# Nicolai Ion 20 Effigear + Gates Carbon Drive



## gonzoburg (6. Dezember 2013)

Hallo zuammen,

ich mach mal einen thread auf 
Gibt es Neuigkeiten bzw. ein Update über den Ion 20 Effigear Prototypen? Geometrie? 26" und/oder 27,5"? Wann kommt der Serienrahmen? Wieviel wird er kosten? ...

Grüße aus Wien,

Gonzo


----------



## LB Jörg (6. Dezember 2013)

Abonnier...

Und weil wir schon beim Thema sind, auch gleich die Neuigkeiten vom ION 17 Effi 26" dazuschreiben.

G.


----------



## MTB-News.de




----------



## kephren23 (7. Dezember 2013)

Vorerst definitiv nur 27,5.

Preis wird  so bei 4500 liegen, Rahmen Getriebe Kombi!. Denke ich!


----------



## WODAN (8. Dezember 2013)

Leider nur 27,5"
Geometrie höchstwahrscheinlich wie das normale Ion20.

Hoffentlich testen die Jungs nicht so lange wie damals beim Nucleon EVO und man kann es nächstes Jahr kaufen ;-)


----------



## LB Jörg (8. Dezember 2013)

WODAN schrieb:


> Leider nur 27,5"



Man darf den Teufel nicht jetzt schon an die Wand malen. Hat es ja beim ION 16 auch geheißen...und die Hoffnung stirbt ja eh erst zum Schluß 

G.


----------



## WODAN (8. Dezember 2013)

LB Jörg schrieb:


> Man darf den Teufel nicht jetzt schon an die Wand malen. Hat es ja beim ION 16 auch geheißen...und die Hoffnung stirbt ja eh erst zum Schluß
> 
> G.



Vielleicht kommen ja die Teamfahrer mit 27,5" nicht zurecht, das ist die einzigste Hoffnung und sie schwenken doch zu 26".


----------



## Sepprheingauner (25. Dezember 2013)

Im Katalog 2014 steht ja was von Teamfahrer Tests mit 26" Hinterrad 
Keine soo schlechte Kombi könnte ich mir vorstellen.

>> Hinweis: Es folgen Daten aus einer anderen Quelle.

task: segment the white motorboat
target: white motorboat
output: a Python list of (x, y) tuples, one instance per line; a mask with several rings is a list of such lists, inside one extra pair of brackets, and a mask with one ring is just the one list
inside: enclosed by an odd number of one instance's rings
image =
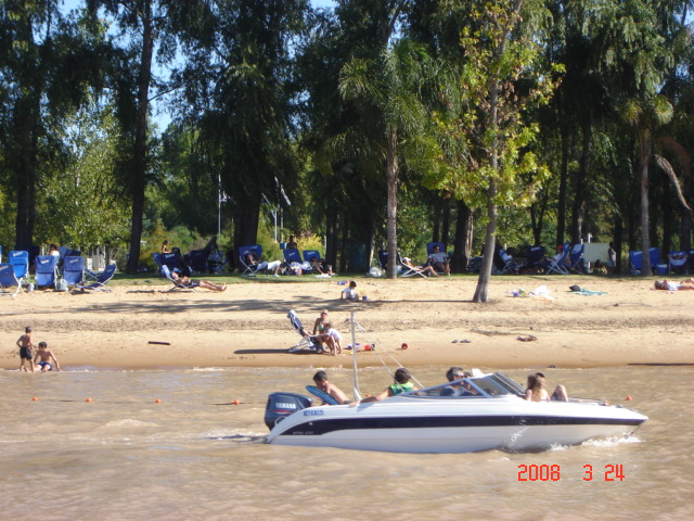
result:
[(397, 453), (542, 450), (622, 437), (647, 417), (601, 401), (528, 402), (501, 372), (466, 378), (475, 394), (446, 396), (446, 383), (381, 402), (310, 407), (307, 396), (273, 393), (268, 443)]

Hach das Effi ist schon heiß


----------



## LB Jörg (25. Dezember 2013)

Vor allem stehen schon die Größen von S-XL drin. Nur der Bestellbutton auf der Internetseite fehlt noch
Mit normalen 1.5 Steuerrohr bekommste wahrscheinlich auch so ziemlich alle Maße mit komplett 26 Zoll passend
Hoffe man kann es auch mit 2mal2 mehr Zahnrädern in der Box ordern.

G.


----------



## Sepprheingauner (25. Dezember 2013)

Ja, die 9-fach Option fänd ich auch besser! 
Oh man, hab schon die Farbkombi im Kopf  da gibt's dann meistens kein zurück mehr


----------



## LB Jörg (25. Dezember 2013)

Ich auch..schwarz/schwarz  ....wobei ich fast bei einem silbernen Umlenkhebel schwach werden könnte 

G.


----------



## Sepprheingauner (25. Dezember 2013)

Ich tendiere eher zu RAW mit blau 
Dann passts ja 
Dann warten wir mal auf den finalen Preis und den Bestellknopf!


----------



## MTB-News.de




----------



## WODAN (25. Dezember 2013)

Bei mir würde es wahrscheinlich auch schwarz elox werden, vielleicht mal mit extra love etwas mutiger 

Habe hier noch alle Teile von meinen ion18 liegen, auch wenn die Hälfte davon nicht passen wird...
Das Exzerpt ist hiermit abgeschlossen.